The performance of both the training and testing set is better. A visualization of the testing fit is

In [19]:
myplot(x=virginica_testing.sepal_length, y=virginica_testing.petal_length, pointstyle='g+',
       x2=xline, y2=np.polyval(fit1, xline), pointstyle2='b',
       xlabel='sepal length', ylabel='petal length', title='linear fit - testing data')

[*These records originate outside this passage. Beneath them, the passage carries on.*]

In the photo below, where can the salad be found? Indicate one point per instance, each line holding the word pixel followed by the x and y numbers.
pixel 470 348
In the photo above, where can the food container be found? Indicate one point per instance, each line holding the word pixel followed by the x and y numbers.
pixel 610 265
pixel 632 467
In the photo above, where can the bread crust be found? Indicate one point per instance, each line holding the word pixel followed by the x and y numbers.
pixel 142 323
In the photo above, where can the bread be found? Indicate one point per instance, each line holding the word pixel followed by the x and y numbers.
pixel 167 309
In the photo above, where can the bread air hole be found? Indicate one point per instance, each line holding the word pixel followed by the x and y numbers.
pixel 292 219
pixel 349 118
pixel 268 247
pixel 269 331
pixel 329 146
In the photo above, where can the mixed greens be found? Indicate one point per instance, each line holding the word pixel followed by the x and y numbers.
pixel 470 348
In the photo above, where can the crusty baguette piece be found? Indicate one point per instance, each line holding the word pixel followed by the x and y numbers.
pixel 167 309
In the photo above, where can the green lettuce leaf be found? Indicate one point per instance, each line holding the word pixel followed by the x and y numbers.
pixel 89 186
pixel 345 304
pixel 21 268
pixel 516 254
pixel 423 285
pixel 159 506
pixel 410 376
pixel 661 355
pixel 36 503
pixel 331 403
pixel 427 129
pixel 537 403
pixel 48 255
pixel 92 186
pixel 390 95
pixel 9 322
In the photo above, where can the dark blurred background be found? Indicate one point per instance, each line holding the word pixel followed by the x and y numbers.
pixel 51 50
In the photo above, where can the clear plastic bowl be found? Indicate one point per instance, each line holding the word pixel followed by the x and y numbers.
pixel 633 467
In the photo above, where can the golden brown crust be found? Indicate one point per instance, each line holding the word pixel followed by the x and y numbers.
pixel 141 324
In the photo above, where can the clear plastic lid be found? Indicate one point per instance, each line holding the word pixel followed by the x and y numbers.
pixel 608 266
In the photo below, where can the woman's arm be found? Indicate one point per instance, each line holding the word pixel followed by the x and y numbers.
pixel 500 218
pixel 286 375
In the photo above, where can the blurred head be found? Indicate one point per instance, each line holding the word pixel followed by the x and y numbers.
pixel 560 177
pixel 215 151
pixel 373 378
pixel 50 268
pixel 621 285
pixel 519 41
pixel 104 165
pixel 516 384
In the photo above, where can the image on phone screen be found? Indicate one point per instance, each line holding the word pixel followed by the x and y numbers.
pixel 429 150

Now for an overfit. Let's do the same but with a degree 15 polynomial.

In [20]:
fit10 = np.polyfit(virginica_training.sepal_length, virginica_training.petal_length, deg=10)
fit10
Out[20]:
array([-1.66819046e+00,  1.09251703e+02, -3.21115300e+03,  5.57795384e+04,
       -6.34119253e+05,  4.92959729e+06, -2.65387104e+07,  9.76947800e+07,
       -2.35343533e+08,  3.35003933e+08, -2.13974148e+08])
In [21]:
myplot(x=virginica_training.sepal_length, y=virginica_training.petal_length, pointstyle='r.',
       x2=xline, y2=np.polyval(fit10, xline), pointstyle2='b',
       xlabel='sepal length', ylabel='petal length', title='poly fit degree 10, training')
In [22]:
perfs(virginica_training, virginica_testing, fit10)
Out[22]:
(0.2544331895767535, 0.2532113677863142)
In [23]:
myplot(x=virginica_testing.sepal_length, y=virginica_testing.petal_length, pointstyle='g+',
       x2=xline, y2=np.polyval(fit10, xline), pointstyle2='b',
       xlabel='sepal length', ylabel='petal length', title='poly degree 10 - testing data')

This 10th degree poly gives marginally better performance on both the training and testing data.

However, the funny bump near x=5 makes it look pretty suspicious ... the linear fit is more believable.